33 Cette lecture des mémoires déposés à la Commission illustre bien certaines limites du processus d’établissement de traité comme politique de reconnaissance. Tout d’abord, il faut voir que ce que j’appellerai la nature « mixte » des traités encourage une certaine confusion sur l’identité politique collective des Autochtones et leur relation à d’autres acteurs. D’un côté, des questions spécifiques, telles que les limites territoriales, les arrangements fiscaux, les dispositions relatives aux opérations commerciales, affectent directement les intérêts des collectivités non autochtones avoisinantes. Pour ces dernières, la première nation impliquée apparaît dans cette perspective comme une communauté « comme les autres », négociant des droits et privilèges particuliers sur des questions qui les intéressent également. De l’autre côté, des questions fondamentales comme celles de la citoyenneté, ou de la souveraineté, évoquent une nation dont le seul interlocuteur légitime ne peut être qu’une autre nation. En d’autres termes, la nature mixte des traités implique que le groupe autochtone intéressé apparaît simultanément comme une communauté locale et comme une nation, ce qui rend plus difficile l’aménagement de mécanismes de discussion et de consultation mutuellement acceptables.
34 L’absence de consensus sur les questions fondamentales relatives à la nature de la relation entre les nations autochtones et l’État canadien rend cette situation encore plus délicate. Le débat public sur les principes généraux, que l’on espérait contourner en reconnaissant le droit inhérent à l’autonomie gouvernementale comme l’un des droits existants reconnus par la Constitution, refait surface à l’occasion de la négociation de traités. Ce retour du refoulé a des conséquences négatives, notamment le danger très réel de « contamination » entre les principes fondamentaux et les questions plus particulières en jeu dans tout traité.
35 Des problèmes de coexistence peuvent être résolus localement beaucoup plus facilement si un consensus minimal a été atteint sur les questions de principe. Par exemple, résoudre les désaccords sur les droits de chasse ou de pêche requiert une compréhension de base commune du statut distinct des peuples autochtones. Traiter de front les deux types de question, c’est courir le risque que le problème de savoir qui aura le droit de chasser à tel endroit et à tel moment « contamine » la discussion portant sur le principe même de la reconnaissance des peuples autochtones en tant que nations égales. On arrive alors au résultat inverse de ce qui était recherché, soit le renforcement de l’opposition populaire au processus de reconnaissance.
36 Cela devrait nous conduire à considérer à nouveaux frais la possibilité de relancer le débat public aux niveaux provincial et fédéral afin de mieux arrimer le processus de négociation de traités à un accord concernant tant le choix stratégique qu’il représente que les principes plus généraux sur lesquels il repose. Cet accord intéresse la communauté politique canadienne tout entière et c’est à ce niveau que le débat public, nécessaire pour lui assurer une véritable légitimité, doit se tenir. Mais ceci implique que l’on repose au niveau fédéral la difficile question d’une réelle démocratisation du processus de discussion politique et constitutionnelle des questions autochtones (Dupuis, 2001).
Conditions pour un débat démocratique réussi
37 Quelles sont les conditions qui pourraient favoriser le développement sur le terrain d’un véritable « multilogue » – pour reprendre l’expression de Tully – permettant de renforcer la légitimité démocratique des traités sans sacrifier la justice et l’intégrité du processus de négociation? De façon ici nécessairement programmatique, j’aimerais mettre en évidence trois de ces conditions qui m’apparaissent particulièrement importantes.

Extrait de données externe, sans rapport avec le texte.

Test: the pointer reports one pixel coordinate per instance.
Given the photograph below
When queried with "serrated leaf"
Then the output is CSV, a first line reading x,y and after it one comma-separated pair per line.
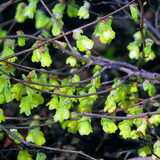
x,y
148,86
72,10
20,17
125,128
15,132
56,30
108,125
58,10
24,155
41,19
134,12
72,61
83,12
21,40
84,43
41,156
84,127
53,103
62,113
2,117
156,149
144,151
36,136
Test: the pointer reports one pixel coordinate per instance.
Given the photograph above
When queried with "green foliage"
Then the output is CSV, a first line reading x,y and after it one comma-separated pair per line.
x,y
104,31
72,9
156,149
41,156
2,117
84,126
41,19
134,12
144,151
20,16
15,132
148,86
31,9
8,50
58,10
35,135
83,12
83,43
42,55
108,125
2,33
24,155
21,40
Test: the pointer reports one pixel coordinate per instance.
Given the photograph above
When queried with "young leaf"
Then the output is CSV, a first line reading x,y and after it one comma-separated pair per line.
x,y
20,17
24,155
72,61
15,132
108,125
41,156
2,34
156,149
134,12
41,19
72,9
30,9
21,40
42,55
84,43
62,113
83,12
147,85
2,117
84,126
144,151
36,136
104,31
58,10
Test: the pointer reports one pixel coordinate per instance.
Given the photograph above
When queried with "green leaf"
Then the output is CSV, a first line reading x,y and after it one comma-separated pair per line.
x,y
2,34
104,31
84,126
134,12
41,19
53,103
21,40
58,10
148,86
62,113
41,156
36,136
2,117
56,30
125,128
144,151
42,55
108,125
84,43
155,120
24,155
156,149
72,9
72,61
20,17
17,91
15,132
83,12
30,9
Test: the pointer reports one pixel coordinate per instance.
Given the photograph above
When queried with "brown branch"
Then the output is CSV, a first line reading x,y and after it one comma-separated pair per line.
x,y
44,147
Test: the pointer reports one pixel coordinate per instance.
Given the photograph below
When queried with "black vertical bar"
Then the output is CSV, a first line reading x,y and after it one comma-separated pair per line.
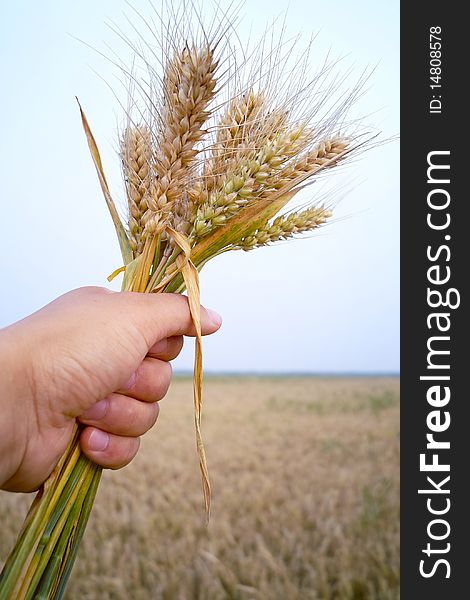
x,y
425,245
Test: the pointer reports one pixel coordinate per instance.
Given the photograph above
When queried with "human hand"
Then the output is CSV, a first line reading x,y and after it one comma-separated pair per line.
x,y
94,355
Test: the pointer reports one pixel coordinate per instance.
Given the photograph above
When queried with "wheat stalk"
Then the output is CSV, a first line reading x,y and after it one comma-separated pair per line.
x,y
193,192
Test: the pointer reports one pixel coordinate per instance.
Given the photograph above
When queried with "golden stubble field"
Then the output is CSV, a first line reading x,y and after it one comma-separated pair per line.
x,y
305,498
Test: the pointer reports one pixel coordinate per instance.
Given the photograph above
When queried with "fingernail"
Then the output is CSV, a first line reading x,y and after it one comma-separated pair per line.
x,y
214,317
97,411
131,381
160,346
98,440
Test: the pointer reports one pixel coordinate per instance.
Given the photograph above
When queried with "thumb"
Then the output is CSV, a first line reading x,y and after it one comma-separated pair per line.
x,y
165,315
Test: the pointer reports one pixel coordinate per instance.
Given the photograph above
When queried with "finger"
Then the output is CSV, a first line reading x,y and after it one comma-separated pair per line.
x,y
165,315
150,382
167,349
108,450
121,415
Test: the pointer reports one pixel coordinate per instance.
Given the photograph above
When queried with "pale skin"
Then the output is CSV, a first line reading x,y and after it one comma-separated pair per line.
x,y
95,356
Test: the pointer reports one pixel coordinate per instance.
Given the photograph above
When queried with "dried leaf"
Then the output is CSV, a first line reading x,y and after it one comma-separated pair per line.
x,y
191,280
126,251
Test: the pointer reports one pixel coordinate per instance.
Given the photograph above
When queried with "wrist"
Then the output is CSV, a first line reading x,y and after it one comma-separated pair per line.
x,y
15,399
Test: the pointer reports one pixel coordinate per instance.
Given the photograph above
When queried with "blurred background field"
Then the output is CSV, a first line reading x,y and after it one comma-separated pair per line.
x,y
305,497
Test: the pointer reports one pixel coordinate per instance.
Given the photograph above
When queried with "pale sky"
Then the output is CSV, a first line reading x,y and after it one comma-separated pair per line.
x,y
329,303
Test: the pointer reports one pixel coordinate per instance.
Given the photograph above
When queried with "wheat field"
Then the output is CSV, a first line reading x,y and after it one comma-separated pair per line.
x,y
305,498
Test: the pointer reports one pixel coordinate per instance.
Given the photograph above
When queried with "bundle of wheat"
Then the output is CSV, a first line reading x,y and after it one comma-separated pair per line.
x,y
200,180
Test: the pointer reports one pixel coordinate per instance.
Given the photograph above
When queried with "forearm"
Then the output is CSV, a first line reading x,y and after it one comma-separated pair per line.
x,y
14,402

38 (1) La première condition est que ce multilogue se tienne à l’intérieur du cadre juridique dessiné par la Constitution. Ce cadre inclut non seulement le texte constitutionnel lui-même, mais également les principaux jugements que les Cours, notamment la Cour suprême, ont rédigés depuis les années 1970 et dont l’importance ne peut être sous-estimée[16] [16] Pour une analyse, voir Macklem, 2001. ...
suite. La principale difficulté reste la méconnaissance de ce cadre par la population majoritaire. Il y a ici un devoir d’éducation que les gouvernements n’ont pas suffisamment pris au sérieux et qu’ils doivent honorer. Cela ne signifie pas qu’il faille considérer la Constitution et les jugements des tribunaux comme autant de textes sacrés, par définition non contestables. Il s’agit plutôt de les considérer comme des points de repère fondamentaux qui structurent la discussion, et qu’il faut d’abord connaître avant de prétendre les critiquer ou les modifier.
39 (2) La seconde condition est que la structure du multilogue doit respecter la façon dont chacune des parties se conçoit et entend se présenter aux autres. Cette exigence découle de la notion même de respect mutuel que nous manifestons, pour reprendre les termes de John Rawls, « par notre effort pour comprendre la situation des autres de leur point de vue, dans la perspective de leur conception du bien, et par le fait que nous sommes prêts à justifier nos actes quand les intérêts des autres sont matériellement en jeu » (Rawls, 1987 : 379).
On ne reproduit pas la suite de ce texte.